Some say the Mosaic Covenant was a covenant of works. But it seems to be that among those of us who hold it to be part of the Covenant of Grace, there is another camp that seems to completely deny the fact that the Law does indeed demand perfect, perpetual, personal obedience as the cause of life. Almost like a denial of the first use of the Law.

One of my favorite seminary professors wrote this about Leviticus 18:5, which disturbs me: "The Bible regularly connects obeying the Lord's commands with living in the sphere of his favor. This is because his commands are like the borders of his kingdom, and those who stay within those borders proclaim their allegiance to him as King and remain within the sphere of his blessing. It is crucial to understand that this verse does not mean the Israelites were to earn relationship with the Lord through their obedience. The larger context makes clear that the Lord gives the Israelites the law AFTER he redeemed them (cf. Exod 1-19 with Exod. 20-23). . ."
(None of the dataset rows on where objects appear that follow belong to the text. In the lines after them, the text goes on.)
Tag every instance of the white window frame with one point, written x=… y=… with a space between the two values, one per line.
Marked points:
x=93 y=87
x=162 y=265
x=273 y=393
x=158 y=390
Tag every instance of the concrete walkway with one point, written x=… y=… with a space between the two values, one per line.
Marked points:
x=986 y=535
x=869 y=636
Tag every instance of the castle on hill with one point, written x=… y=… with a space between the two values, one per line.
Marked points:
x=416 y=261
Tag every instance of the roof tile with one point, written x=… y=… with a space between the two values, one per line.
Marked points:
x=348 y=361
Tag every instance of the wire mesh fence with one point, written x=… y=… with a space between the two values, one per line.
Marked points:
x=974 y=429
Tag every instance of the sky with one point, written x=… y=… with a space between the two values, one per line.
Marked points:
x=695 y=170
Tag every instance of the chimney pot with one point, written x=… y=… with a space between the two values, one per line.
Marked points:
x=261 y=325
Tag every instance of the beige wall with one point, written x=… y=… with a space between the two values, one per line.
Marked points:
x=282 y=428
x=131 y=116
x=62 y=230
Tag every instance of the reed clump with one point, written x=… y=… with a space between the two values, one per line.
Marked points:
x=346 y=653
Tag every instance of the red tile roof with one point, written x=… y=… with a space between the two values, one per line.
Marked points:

Not disagreeing with the overall principle. Some parts of the Law we take in this way: IE, our obediences PROVES that our faith is genuine. BUT my qualm is: how can we say this about Leviticus 18:5? No, the verse isn't trying to tell the Israelites to earn heaven by their obedience. But this IS what the Law in fact demands. It's just that God's INTENTION in demanding this was to break sinners, show them their sin, and thus drive them to Christ, right? (1st use of the Law)

He goes on to say of Galatians 3: "a) by NT times, some Jews had begun to cit Lev.18:5 as proof that obedience to the law could earn eternal life; b) also by this time, one way to critique others was to cite their proof verse and then to put beside it other verses which made clear why their interpretation of the proof verse was incorrect; c) Paul takes this approach with Lev.18:5, placing beside it other OT verses to show why it was incorrect to hold that Lev.18:5 taught that obedience to the law could earn eternal life (cf. Rom.10:5 with 10:6-8; Gal.3:12 with 3:10-11)."

Is this disturbing to anyone else? Am I reading this right? Where does this thinking come from? 

As a side note, the OPC Committee Report on the Mosaic Covenant seemed to allude to this view, and sort of mildly denounce it, or at least to say this is not a helpful biblical view. But isn't THIS view actually also contrary to the WCF??


----------